Supreme Judicial Court Rule 4:01, § 17 (6), as appearing in 381 Mass. 790 (1980), provides that within fourteen days after the “effective date” of a suspension order, a suspended attorney must file an affidavit with the Board of Bar Overseers showing that he has complied with the notification requirements of § 17. Section 17 (6) requires notice of a suspension, not notice of a judgment ordering a suspension effective thirty days later. The record does not explain why the judge required the affidavit to be filed twenty-one days after the entry of judgment rather than at the later date prescribed in § 17 (6), which contains no explicit authorization to shorten the filing date. Compare § 17 (4) (“Unless the court orders otherwise”).

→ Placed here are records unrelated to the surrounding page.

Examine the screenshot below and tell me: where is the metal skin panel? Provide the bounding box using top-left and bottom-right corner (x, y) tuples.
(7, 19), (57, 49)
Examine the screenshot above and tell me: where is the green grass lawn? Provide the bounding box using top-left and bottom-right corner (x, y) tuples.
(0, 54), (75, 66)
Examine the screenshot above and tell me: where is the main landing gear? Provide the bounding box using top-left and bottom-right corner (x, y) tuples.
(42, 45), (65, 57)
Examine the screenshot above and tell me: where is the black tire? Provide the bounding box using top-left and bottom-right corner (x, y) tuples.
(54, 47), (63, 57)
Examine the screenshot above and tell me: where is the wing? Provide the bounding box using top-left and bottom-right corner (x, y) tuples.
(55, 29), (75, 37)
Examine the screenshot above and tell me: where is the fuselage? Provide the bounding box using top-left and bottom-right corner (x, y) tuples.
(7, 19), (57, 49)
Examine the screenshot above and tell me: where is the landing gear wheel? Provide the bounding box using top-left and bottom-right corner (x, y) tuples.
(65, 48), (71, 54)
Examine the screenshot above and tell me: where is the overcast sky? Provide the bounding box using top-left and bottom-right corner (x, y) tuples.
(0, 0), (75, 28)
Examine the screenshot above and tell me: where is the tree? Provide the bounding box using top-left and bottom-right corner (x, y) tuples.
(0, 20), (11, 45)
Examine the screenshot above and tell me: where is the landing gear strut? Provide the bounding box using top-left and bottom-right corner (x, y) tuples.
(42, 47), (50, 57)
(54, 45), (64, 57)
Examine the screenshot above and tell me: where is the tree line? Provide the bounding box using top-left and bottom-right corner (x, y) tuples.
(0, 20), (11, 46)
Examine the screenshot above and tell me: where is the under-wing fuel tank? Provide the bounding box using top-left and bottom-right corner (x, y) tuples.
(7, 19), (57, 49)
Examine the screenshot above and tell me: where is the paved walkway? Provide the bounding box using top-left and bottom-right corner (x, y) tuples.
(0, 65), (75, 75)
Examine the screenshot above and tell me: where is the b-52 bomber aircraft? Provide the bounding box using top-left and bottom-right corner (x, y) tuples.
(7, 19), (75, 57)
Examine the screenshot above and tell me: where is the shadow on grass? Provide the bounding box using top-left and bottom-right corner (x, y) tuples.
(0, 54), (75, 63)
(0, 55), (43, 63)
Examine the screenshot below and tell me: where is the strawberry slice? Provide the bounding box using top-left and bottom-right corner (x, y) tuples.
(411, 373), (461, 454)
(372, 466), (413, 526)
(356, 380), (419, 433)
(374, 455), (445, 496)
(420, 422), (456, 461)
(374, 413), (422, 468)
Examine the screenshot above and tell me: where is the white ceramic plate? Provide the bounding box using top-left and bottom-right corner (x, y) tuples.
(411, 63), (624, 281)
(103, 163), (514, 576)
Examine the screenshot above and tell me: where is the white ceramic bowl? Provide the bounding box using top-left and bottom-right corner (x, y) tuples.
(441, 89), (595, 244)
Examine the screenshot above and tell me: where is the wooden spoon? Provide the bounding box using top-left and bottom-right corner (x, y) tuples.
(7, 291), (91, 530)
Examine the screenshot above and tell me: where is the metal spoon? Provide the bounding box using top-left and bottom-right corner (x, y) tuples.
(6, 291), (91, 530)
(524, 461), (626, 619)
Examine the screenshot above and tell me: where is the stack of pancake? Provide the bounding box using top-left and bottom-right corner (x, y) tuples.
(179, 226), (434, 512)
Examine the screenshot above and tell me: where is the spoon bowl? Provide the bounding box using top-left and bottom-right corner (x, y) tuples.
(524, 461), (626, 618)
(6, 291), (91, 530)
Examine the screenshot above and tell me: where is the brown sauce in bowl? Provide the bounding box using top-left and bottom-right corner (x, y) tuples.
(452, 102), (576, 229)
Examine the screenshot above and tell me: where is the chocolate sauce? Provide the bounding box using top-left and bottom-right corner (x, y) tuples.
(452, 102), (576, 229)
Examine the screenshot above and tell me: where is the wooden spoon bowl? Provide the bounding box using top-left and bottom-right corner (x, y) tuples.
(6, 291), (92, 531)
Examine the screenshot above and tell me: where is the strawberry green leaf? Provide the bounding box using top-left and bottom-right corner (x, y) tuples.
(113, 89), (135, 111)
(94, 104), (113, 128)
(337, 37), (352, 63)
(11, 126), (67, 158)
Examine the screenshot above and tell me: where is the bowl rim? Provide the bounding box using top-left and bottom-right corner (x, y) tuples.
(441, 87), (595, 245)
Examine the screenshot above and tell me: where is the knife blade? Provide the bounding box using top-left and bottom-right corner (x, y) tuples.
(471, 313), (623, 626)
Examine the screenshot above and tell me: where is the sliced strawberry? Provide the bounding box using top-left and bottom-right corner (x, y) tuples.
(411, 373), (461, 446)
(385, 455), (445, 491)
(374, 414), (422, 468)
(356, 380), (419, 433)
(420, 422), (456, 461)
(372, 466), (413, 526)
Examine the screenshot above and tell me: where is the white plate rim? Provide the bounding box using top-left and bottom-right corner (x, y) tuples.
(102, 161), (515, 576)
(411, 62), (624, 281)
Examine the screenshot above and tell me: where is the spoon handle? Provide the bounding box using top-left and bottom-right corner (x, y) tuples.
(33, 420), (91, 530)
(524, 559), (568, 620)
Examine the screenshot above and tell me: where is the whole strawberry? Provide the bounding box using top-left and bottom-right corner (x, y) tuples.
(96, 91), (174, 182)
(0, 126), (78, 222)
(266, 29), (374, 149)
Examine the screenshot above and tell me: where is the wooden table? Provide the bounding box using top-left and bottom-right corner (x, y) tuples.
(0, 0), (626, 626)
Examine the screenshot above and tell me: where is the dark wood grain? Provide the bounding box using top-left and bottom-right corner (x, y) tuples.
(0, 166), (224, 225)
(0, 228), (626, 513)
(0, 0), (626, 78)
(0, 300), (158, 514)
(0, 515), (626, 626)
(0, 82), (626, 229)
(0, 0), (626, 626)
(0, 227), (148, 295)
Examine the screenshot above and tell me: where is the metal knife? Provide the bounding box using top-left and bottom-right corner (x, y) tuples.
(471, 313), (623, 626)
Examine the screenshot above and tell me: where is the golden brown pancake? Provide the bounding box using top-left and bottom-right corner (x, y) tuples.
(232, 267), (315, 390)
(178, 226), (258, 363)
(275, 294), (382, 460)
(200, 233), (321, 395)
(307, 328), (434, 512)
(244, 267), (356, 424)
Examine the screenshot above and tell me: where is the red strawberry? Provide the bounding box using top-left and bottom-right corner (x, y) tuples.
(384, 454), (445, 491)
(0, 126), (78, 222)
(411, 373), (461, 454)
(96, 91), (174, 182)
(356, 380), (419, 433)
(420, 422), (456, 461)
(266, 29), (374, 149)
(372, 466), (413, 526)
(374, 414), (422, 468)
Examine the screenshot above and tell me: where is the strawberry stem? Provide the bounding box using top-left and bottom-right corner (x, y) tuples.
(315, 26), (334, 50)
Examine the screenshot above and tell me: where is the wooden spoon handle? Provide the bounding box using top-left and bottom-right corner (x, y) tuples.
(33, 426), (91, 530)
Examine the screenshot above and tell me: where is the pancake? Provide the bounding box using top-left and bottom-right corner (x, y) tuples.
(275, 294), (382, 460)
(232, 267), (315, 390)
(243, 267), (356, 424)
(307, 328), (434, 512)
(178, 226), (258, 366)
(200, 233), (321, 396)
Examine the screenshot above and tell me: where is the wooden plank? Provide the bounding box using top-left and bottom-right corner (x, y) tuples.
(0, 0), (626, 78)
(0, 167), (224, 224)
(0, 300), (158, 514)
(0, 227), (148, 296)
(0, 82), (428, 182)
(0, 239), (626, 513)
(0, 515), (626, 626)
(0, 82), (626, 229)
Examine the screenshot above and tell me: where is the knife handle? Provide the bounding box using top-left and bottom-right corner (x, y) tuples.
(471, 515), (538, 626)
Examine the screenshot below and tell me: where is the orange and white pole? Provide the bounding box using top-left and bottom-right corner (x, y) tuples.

The comment in Commonwealth v. Thibeault, 28 Mass. App. Ct. 787, 788 n.3 (1990), that participation at trial and sentencing “hardly looks like the winding up contemplated” by § 17 (4), suggests a limitation that § 17 (4) does not contain. If there are to be universal restrictions on attorneys during the thirty-day period, the rule should be amended to say so. The option, of course, is open in a given case to impose restrictions during that period and even to make a suspension effective immediately. Neither the board nor bar counsel requested that the single justice make the suspension effective immediately.
The court in Commonwealth v. Thibeault, supra, was correct in dealing with the case on the basis that Thibeault’s counsel had been suspended from the practice of law at the time of the defendant’s trial. Unlike the case before us, the order suspending Thibeault’s counsel was effective by its terms upon entry. See Matter of Modica, 5 Mass. Att’y Discipline Rep. 258 (1988). The single justice did not, as the Thibeault opinion states, grant Thibeault’s counsel twenty-eight days to wind up his affairs. Commonwealth v. Thibeault, supra.
The record is silent on whether the lawyer gave the defendant any written notice of his suspension within twenty-one days of the date of the judgment as the judgment required. We infer that he did not.